Wyndham Clark, the U.S. Open winner, had his own complicated relationship with the crowd. He had a history of throwing clubs on the course, and he had been banned from Oakmont Country Club after the 2025 U.S. Open, when he damaged two lockers in the clubhouse in a fit of frustration. He was no longer permitted on the property. Yet none of that, Lynch argued, excused the behavior of the fans. The decorum of being a golf patron at a major championship was paramount, and Long Island, in his view, had failed to meet that standard.
Citações Notáveis
Long Island golf fans are a stain on the game of golf, and they do not deserve to see another major at any of its storied courses.— Eamon Lynch, Golf Channel analyst
Golf should be held to a higher standard than what was seen out there this week.— Rory McIlroy, after the Ryder Cup heckling incidents
A Conversa do Hearth Outra perspectiva sobre a história
Why does Lynch think Long Island specifically is the problem, rather than just golf fans in general getting rowdier?
He's making a geographic argument. He says it doesn't happen at Winged Foot or Baltusrol, both in New York but not on Long Island. So he's saying there's something particular about the culture at those two courses—or the people who show up there.
But is that fair? One beer incident at the Ryder Cup, some heckling at the Open—is that really a pattern, or is he overgeneralizing from a couple of bad moments?

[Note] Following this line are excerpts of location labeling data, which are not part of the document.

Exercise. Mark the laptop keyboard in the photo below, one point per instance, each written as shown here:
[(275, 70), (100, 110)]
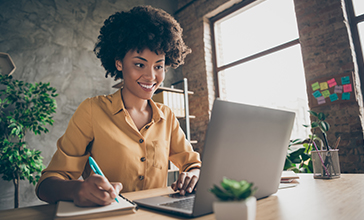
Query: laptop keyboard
[(186, 204)]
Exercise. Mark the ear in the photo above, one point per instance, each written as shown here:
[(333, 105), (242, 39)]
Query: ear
[(118, 65)]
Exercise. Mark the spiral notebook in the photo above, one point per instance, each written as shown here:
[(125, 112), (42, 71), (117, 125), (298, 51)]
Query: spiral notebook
[(67, 209)]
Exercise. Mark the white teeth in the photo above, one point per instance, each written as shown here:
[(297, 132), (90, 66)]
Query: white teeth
[(146, 86)]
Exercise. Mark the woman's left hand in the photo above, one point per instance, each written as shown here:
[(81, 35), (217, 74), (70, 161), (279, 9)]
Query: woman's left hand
[(186, 181)]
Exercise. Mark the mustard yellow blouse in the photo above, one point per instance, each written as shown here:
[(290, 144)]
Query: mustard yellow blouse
[(101, 127)]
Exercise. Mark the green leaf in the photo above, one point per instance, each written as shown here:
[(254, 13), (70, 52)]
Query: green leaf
[(324, 126), (321, 116), (314, 124), (313, 113)]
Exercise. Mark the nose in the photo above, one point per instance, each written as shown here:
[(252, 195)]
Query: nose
[(150, 73)]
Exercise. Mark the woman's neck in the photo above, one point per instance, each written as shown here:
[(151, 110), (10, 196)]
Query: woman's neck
[(132, 102)]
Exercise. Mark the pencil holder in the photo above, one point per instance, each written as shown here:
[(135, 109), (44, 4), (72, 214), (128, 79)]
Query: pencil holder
[(325, 164)]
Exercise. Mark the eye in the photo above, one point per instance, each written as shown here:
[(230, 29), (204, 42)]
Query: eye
[(159, 67)]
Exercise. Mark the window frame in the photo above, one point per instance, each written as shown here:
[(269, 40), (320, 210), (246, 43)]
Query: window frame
[(224, 14), (353, 24)]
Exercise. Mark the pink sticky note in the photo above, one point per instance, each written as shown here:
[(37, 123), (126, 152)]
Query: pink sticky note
[(332, 82), (347, 88), (321, 100), (338, 89)]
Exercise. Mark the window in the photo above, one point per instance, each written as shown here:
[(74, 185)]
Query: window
[(258, 58)]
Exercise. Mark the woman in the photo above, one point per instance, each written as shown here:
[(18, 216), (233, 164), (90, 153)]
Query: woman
[(129, 136)]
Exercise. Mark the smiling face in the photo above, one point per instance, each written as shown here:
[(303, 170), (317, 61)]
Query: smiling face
[(143, 72)]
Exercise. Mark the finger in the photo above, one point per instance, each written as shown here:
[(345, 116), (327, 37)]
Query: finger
[(101, 190), (181, 180), (192, 184), (104, 184), (185, 185), (117, 186)]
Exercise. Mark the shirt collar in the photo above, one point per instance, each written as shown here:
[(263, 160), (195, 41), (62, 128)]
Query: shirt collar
[(118, 106)]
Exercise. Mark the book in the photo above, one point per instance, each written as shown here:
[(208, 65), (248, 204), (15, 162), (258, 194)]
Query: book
[(66, 209)]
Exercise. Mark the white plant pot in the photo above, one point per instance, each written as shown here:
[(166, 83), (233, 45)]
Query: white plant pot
[(242, 210)]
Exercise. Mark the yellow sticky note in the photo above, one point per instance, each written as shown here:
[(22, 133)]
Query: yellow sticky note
[(325, 93), (323, 86), (315, 86)]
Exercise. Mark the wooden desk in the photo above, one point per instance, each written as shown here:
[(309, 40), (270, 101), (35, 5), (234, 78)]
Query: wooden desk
[(341, 198)]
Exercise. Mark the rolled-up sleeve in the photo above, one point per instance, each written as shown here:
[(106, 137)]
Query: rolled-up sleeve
[(182, 154), (71, 155)]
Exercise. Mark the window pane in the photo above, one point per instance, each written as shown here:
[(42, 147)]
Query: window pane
[(361, 35), (358, 7), (266, 25), (276, 80)]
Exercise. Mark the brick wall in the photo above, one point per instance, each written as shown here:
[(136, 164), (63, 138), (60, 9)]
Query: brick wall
[(327, 51)]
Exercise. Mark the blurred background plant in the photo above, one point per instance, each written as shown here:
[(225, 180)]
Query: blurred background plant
[(23, 107), (298, 156)]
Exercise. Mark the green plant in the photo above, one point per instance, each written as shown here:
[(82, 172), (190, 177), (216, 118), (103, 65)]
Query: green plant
[(233, 190), (299, 159), (23, 107)]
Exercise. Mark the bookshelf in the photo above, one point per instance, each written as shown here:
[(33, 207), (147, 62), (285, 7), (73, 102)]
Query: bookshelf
[(173, 171)]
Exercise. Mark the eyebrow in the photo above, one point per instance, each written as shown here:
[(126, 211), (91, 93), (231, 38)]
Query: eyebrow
[(147, 60)]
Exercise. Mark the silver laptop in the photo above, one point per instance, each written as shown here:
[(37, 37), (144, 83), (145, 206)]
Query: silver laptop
[(243, 142)]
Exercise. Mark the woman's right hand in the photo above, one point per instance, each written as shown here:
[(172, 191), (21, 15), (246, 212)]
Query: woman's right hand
[(95, 190)]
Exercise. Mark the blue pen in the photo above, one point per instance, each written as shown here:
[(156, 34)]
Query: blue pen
[(96, 169)]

That's the tension in his argument. He's calling it repetitive and predictable, which implies he's seen it happen multiple times. But the source material only gives us two concrete incidents—the Ryder Cup and this U.S. Open. So either there's a longer history he's drawing on, or he's making a leap.
What about Clark himself? He's been banned from a course for damaging property. Doesn't that complicate the narrative that the fans are the real problem?
It does. Lynch acknowledges Clark's history—the club throwing, the locker room incident. But his point is that even if Clark deserves some of the criticism, that doesn't justify what the fans did. The decorum of being a patron is separate from the decorum of being a player.
So the Augusta model—no phones, no tolerance, no second chance—would that actually work, or is it just fantasy?
Augusta can enforce it because it's private, invitation-only, and highly controlled. You can't replicate that at a public course hosting a major championship. But Lynch seems to be saying that if golf wants to preserve itself, it might have to try something radical.